Le cas du WBTC est emblématique : alors que ce type de jetons “wrapped” (adossés à d’autres cryptos) joue un rôle croissant, notamment dans la finance décentralisée (DeFi), leur statut juridique reste flou. Et les soupçons pesant sur certains émetteurs, à l’image de Justin Sun, ne font qu’accroître la méfiance.

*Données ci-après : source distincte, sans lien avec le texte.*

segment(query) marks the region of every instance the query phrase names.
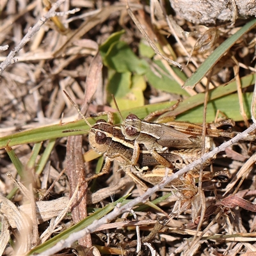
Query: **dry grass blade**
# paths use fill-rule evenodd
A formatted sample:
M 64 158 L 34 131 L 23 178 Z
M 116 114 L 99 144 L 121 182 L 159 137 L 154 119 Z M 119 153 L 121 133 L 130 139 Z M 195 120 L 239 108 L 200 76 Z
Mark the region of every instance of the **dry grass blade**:
M 0 1 L 1 253 L 255 251 L 256 4 L 209 1 Z

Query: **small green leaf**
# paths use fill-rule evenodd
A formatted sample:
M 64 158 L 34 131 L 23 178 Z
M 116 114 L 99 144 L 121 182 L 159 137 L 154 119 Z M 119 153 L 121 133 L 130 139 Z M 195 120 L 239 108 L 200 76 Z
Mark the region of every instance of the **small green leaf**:
M 108 49 L 113 43 L 118 42 L 122 35 L 125 33 L 125 30 L 116 32 L 110 35 L 110 36 L 99 47 L 99 51 L 101 56 L 104 58 L 107 53 Z
M 148 68 L 147 63 L 140 60 L 124 42 L 112 44 L 103 62 L 106 66 L 119 73 L 131 72 L 143 74 Z
M 148 58 L 150 59 L 153 58 L 153 56 L 156 54 L 155 51 L 152 49 L 148 44 L 147 44 L 147 42 L 144 40 L 141 40 L 140 42 L 139 52 L 141 56 Z
M 115 98 L 125 97 L 131 89 L 131 73 L 117 73 L 115 72 L 109 79 L 107 86 L 107 91 L 109 93 L 108 101 L 112 100 L 111 95 L 114 95 Z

Les points clés du dossier Coinbase/BiT Global :
- Plainte de BiT Global après l’annonce du retrait du WBTC par Coinbase
- 1 milliard de dollars de dommages réclamés et demande d’injonction
- Coinbase réfute des accusations “sans fondement” et demande le rejet
- Les liens de BiT Global avec Justin Sun, personnage controversé, au cœur des motivations de Coinbase
- Une affaire symptomatique des défis règlementaires des crypto-monnaies
Contacté, Coinbase n’a pas souhaité commenter davantage l’affaire, se contentant de renvoyer à ses arguments exprimés devant la Cour. De son côté, BiT Global a réaffirmé dans un communiqué “la totale légitimité de sa démarche” et “son engagement à défendre l’intégrité de l’écosystème WBTC”. La prochaine audience est prévue courant janvier 2025. D’ici là, le jeton restera en ligne.
Quelle que soit l’issue judiciaire, cette affaire pose la question du rôle et des responsabilités des plateformes d’échange dans la sélection et la supervision des actifs qu’elles proposent. Un débat crucial pour l’avenir d’une industrie en quête de maturité et de crédibilité.